Pixel Qi Out to Bring Principles of Inexpensive Laptop Design to Consumer Market: Former One Laptop CTO Mary Lou Jepsen On Her New Startup
If only laptops could run on qi—the spiritual energy that, in traditional Chinese philosophy, pervades all things.
Well, if anyone has come close to making that happen, it’s Mary Lou Jepsen, founding chief technology officer at the Cambridge, MA-based One Laptop Per Child Foundation (OLPC). At the foundation, Jepsen did what computer-industry executives said couldn’t be done: design a powerful laptop for children in the developing world that worked on less battery power, and for less money, than anything the major PC manufacturers could create. Last November, the foundation’s neon-green, rabbit-eared XO laptop went into mass production in China. And on New Year’s Day, Jepsen’s long-planned departure from OLPC became official.
But she hasn’t gone far: the next gig for Jepsen, former CTO of Intel’s display division, is Pixel Qi, a Hull, MA-based startup she has created to design and build components for low-cost information devices that could be sold to consumers right here in the United States, as well as to people in the developing world. Jepsen believes that features she pioneered for the XO—such as the integration of the LCD screen and motherboard, allowing the CPU to shut itself down and save energy when little is happening onscreen—would benefit users everywhere, not just in environments where cost is critical or electricity is scarce.
Jepsen says she’s raising financing for the venture now, and that the first products based on the XO’s “holistic” design philosophy could hit stores as early as the end of this year. We caught up with her on last Friday, when she’d just returned from a whirlwind series of meetings with manufacturers at the International Consumer Electronics Show in Las Vegas. She commented on the prospects for a sub-$100 laptop in the near future, as well as the renewed acrimony between her two former employers—OLPC and Intel—over the giant chipmaker’s own attempt to market a low-cost laptop, the Classmate.
Xconomy: You’re starting Pixel Qi to pursue a new mobile-device design philosophy that you pioneered with the XO laptop. Can you talk about that for a minute?
Mary Lou Jepsen: I’m just back from CES, and I found it bewildering. Ninety-nine percent of the products are unnecessary. The iPhone and the iPod have redefined the high end of the consumer market, but nobody is doing that in the mass market.
If you look holistically at a device, whether it’s a cell phone, a laptop, or what have you, you can make products that are just as exciting [as the iPhone] in their own way—things that aren’t just for air-conditioned offices but that work indoors or outdoors, on or off the grid. But they have to be things that people are proud to own and proud to use. I think we accomplished that with the XO.
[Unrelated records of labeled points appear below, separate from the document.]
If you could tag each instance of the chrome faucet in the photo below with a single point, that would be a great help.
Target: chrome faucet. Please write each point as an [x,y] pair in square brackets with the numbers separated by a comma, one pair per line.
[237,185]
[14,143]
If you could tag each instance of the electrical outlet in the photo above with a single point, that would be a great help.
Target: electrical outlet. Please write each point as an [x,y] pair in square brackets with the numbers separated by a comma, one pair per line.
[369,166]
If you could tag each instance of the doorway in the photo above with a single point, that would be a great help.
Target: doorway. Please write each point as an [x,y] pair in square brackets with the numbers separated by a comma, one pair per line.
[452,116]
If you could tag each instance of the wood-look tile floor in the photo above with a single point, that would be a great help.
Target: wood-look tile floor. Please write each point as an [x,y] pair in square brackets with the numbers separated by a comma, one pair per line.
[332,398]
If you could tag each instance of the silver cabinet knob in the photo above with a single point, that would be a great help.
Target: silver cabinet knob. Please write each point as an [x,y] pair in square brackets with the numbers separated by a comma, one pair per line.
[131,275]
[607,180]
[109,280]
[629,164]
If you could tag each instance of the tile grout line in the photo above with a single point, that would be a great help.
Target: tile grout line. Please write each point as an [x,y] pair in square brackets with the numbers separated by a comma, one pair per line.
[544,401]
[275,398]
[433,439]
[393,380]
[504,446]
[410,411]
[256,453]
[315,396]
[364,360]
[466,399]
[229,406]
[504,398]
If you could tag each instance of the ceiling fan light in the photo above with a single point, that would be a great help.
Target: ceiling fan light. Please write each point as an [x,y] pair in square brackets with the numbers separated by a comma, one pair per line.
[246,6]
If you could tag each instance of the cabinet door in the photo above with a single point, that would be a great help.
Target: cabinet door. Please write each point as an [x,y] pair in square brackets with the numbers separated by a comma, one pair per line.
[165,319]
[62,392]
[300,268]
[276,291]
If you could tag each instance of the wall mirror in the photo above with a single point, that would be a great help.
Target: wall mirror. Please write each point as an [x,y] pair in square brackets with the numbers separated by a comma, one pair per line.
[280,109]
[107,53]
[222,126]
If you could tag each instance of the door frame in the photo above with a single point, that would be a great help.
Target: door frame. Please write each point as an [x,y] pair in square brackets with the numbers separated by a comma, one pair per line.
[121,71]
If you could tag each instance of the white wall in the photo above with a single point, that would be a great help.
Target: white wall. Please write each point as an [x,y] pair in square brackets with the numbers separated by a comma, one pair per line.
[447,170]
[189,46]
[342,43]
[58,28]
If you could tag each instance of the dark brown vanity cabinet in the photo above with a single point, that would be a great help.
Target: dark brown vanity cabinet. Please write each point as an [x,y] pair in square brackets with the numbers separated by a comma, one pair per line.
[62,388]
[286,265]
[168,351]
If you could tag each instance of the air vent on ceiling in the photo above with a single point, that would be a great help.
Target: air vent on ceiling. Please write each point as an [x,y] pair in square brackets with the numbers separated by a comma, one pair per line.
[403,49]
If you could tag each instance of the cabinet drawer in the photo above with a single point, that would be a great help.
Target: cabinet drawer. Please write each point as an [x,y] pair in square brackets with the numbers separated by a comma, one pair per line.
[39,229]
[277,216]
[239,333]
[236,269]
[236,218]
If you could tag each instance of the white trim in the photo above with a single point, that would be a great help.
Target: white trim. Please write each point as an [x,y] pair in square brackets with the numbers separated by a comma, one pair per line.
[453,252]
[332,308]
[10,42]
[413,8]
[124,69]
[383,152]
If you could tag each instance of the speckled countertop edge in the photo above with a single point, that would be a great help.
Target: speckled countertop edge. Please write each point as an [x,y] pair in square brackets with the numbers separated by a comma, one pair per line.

X: How will your designs be different?
MLJ: In order to work with economies of scale, we need to design a family of basic components that can be used by a variety of groups—not just children but adults, not just people in poor countries but people in rich countries. Everybody wants their batteries to last longer. Everybody wants to be able to use their cell phone or laptop or Blackberry outside in the sunlight and still be able to see the screen. It’s basic stuff.